The final fight scene – partially a knife fight, no less – in which Arnie impales Bennett with a pipe that shoots white steam, followed with the line, “Let off some steam, Bennett.”
You get the idea.
It’s funny the examples of masculinity young males get in popular culture. For me growing up in the ’80s, that was always muscles and dominance, either through guns and violence or through the admiration and clinginess of women.
Other instances of homoeroticism were pervasive throughout the ’80s: Hair bands where hyper-sexualized rock stars donned makeup and apparent pirate costumes; greased-up professional wrestlers grappled in their laced-up knee-highs and undies. Aspects of gay subculture had unwittingly made their way to mainstream America.
The thing all these had in common was that they were marketed directly to straight, adolescent boys. While some homophobe or hetero-normative parents may have worried of raising sissies by letting their boys play with Cabbage Patch Kids and My Little Pony, they unwittingly left their kids alone with muscle-bound action figures and a greased-up Arnold Schwarzenegger and thought nothing of it.
There’s no way to know how much this homoeroticism was on the minds of the filmmakers – my guess is that it was nowhere near.
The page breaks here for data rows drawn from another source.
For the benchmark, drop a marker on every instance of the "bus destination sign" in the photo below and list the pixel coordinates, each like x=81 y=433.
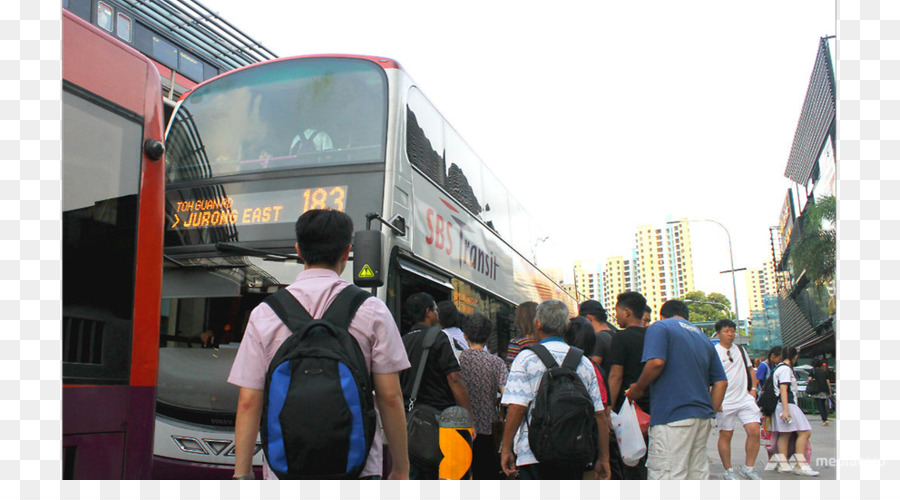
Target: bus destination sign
x=255 y=208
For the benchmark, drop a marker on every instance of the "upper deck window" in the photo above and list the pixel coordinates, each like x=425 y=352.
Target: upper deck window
x=123 y=27
x=292 y=113
x=104 y=16
x=190 y=67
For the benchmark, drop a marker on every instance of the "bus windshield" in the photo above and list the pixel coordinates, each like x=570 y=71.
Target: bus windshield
x=295 y=113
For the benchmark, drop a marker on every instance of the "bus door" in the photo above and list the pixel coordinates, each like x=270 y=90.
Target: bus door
x=408 y=278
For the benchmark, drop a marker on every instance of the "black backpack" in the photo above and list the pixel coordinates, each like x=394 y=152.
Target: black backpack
x=318 y=418
x=563 y=429
x=768 y=398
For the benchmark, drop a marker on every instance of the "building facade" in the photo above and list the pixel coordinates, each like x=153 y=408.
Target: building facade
x=806 y=309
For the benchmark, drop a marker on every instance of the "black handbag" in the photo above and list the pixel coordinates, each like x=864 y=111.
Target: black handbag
x=422 y=428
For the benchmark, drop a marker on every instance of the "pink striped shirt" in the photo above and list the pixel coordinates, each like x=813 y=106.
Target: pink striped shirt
x=373 y=327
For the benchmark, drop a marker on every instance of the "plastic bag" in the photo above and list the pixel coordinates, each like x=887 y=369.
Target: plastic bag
x=643 y=419
x=628 y=434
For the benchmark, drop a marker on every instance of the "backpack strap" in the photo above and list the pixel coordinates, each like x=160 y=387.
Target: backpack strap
x=544 y=354
x=427 y=342
x=746 y=368
x=573 y=359
x=345 y=305
x=289 y=310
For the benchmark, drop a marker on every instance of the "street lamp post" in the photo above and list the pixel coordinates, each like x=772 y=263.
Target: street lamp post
x=534 y=249
x=687 y=301
x=733 y=270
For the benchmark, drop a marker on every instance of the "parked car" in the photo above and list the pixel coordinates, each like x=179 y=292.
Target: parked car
x=802 y=372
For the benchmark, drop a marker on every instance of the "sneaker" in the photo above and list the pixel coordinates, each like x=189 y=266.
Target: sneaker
x=749 y=473
x=805 y=470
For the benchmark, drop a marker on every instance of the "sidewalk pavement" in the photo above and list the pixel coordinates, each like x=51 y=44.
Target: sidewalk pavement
x=823 y=458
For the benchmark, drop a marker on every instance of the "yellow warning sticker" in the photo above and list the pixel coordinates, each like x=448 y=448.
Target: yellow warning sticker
x=366 y=272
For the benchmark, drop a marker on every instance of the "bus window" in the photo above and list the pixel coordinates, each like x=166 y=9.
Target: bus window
x=198 y=347
x=104 y=16
x=425 y=137
x=289 y=114
x=123 y=27
x=463 y=173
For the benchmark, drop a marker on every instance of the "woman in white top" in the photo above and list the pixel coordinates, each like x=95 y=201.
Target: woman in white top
x=788 y=418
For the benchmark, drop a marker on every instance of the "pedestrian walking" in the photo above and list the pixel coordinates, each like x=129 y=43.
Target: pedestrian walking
x=323 y=243
x=517 y=457
x=626 y=353
x=485 y=377
x=739 y=404
x=524 y=322
x=681 y=365
x=819 y=388
x=789 y=419
x=441 y=384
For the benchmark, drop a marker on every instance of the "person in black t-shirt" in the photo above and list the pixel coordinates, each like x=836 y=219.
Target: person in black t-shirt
x=442 y=384
x=625 y=352
x=594 y=312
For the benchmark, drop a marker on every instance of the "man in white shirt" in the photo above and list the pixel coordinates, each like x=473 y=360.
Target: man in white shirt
x=739 y=403
x=551 y=321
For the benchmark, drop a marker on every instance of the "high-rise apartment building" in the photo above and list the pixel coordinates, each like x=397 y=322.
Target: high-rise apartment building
x=760 y=282
x=665 y=269
x=588 y=280
x=660 y=268
x=619 y=275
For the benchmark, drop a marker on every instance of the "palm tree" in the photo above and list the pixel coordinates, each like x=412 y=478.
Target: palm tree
x=814 y=250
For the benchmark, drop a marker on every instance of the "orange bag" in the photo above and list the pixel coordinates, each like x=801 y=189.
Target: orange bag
x=643 y=419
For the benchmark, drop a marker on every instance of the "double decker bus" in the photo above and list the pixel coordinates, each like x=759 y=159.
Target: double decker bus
x=113 y=186
x=114 y=106
x=247 y=153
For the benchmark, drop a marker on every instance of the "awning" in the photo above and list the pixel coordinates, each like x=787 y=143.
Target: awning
x=818 y=345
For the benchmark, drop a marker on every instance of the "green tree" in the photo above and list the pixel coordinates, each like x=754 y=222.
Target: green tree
x=707 y=312
x=813 y=250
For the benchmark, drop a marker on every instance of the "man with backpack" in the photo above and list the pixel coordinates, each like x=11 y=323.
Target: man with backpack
x=318 y=415
x=556 y=427
x=440 y=383
x=739 y=404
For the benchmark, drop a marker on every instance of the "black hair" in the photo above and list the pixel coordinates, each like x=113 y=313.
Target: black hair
x=674 y=308
x=722 y=323
x=581 y=334
x=592 y=308
x=789 y=353
x=323 y=236
x=448 y=315
x=417 y=305
x=477 y=328
x=633 y=301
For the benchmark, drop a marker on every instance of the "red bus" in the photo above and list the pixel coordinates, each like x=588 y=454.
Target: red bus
x=113 y=213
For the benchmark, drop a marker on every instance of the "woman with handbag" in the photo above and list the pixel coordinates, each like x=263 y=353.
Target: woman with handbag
x=788 y=418
x=819 y=388
x=485 y=377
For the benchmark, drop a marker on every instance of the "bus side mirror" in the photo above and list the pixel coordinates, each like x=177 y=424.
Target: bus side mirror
x=367 y=260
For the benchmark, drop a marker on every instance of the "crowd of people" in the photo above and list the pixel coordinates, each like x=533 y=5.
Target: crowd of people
x=668 y=369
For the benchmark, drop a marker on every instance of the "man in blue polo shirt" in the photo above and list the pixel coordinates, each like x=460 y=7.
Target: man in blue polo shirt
x=681 y=366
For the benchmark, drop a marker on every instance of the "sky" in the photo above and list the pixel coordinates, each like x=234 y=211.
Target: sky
x=599 y=117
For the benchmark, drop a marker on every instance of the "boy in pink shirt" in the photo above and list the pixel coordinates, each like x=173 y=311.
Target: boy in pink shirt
x=324 y=238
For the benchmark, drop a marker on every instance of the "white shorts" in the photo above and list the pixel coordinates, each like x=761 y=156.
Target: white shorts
x=747 y=413
x=678 y=450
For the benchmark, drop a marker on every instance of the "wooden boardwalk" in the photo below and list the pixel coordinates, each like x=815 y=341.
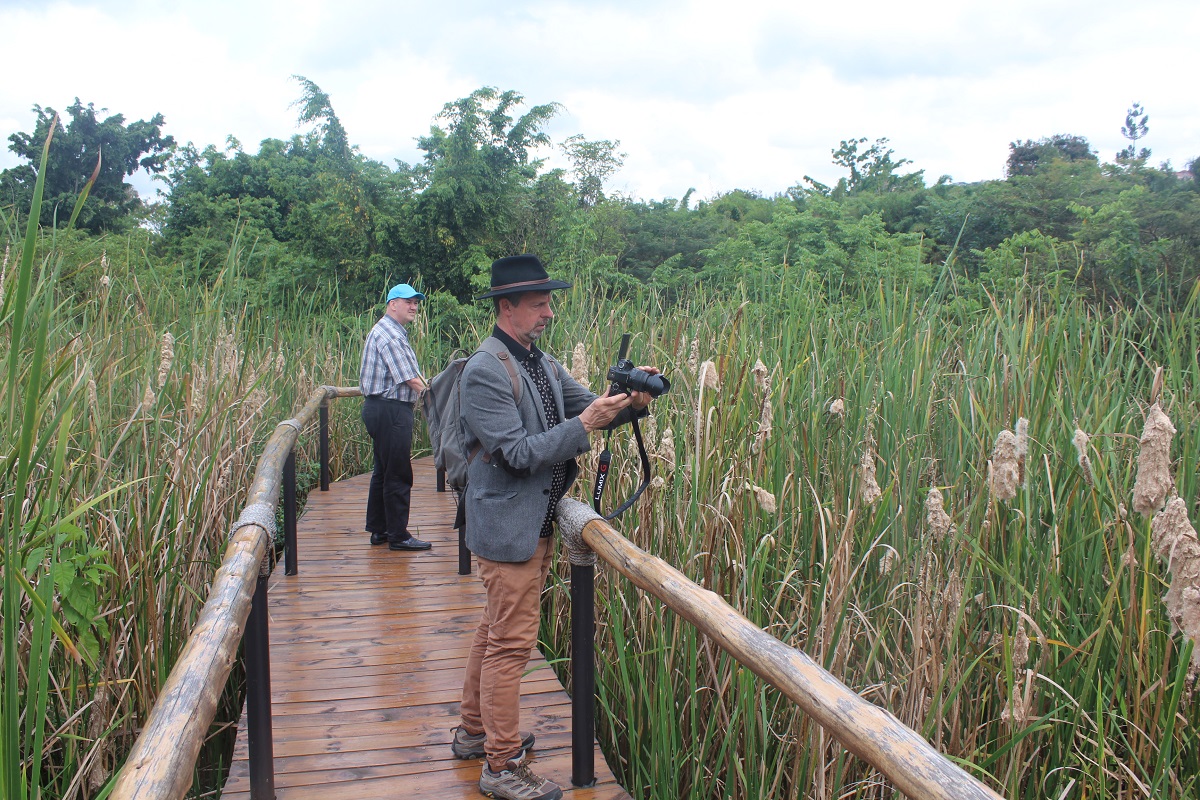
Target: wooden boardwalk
x=367 y=655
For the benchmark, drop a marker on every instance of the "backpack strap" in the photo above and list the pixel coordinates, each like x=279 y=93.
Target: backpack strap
x=501 y=350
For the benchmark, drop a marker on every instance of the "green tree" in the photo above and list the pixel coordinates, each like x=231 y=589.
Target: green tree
x=592 y=163
x=475 y=182
x=1135 y=127
x=871 y=170
x=118 y=148
x=1026 y=157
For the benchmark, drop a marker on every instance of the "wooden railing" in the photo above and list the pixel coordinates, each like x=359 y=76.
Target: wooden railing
x=161 y=763
x=162 y=759
x=869 y=732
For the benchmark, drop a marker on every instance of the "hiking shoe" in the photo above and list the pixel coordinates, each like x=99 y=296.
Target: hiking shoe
x=471 y=745
x=517 y=782
x=411 y=543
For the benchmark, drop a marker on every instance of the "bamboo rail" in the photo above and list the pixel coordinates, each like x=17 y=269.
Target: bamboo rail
x=867 y=731
x=162 y=761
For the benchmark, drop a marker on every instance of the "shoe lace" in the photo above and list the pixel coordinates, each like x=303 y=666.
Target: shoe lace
x=527 y=776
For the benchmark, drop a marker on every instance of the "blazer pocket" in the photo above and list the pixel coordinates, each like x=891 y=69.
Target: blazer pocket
x=495 y=495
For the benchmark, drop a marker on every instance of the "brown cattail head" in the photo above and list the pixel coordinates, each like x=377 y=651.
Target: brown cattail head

I like the idea of all of it going over the head of a little straight boy like myself. I also like the idea that the muscles, dominance, and sexual power may have landed on a gay boy differently. But I really like the delicious irony of a movie like “Commando” luring in the most hyper-masculine, macho, shoot-em-up-loving dude and giving him a little tingle that he’s not sure what to do with.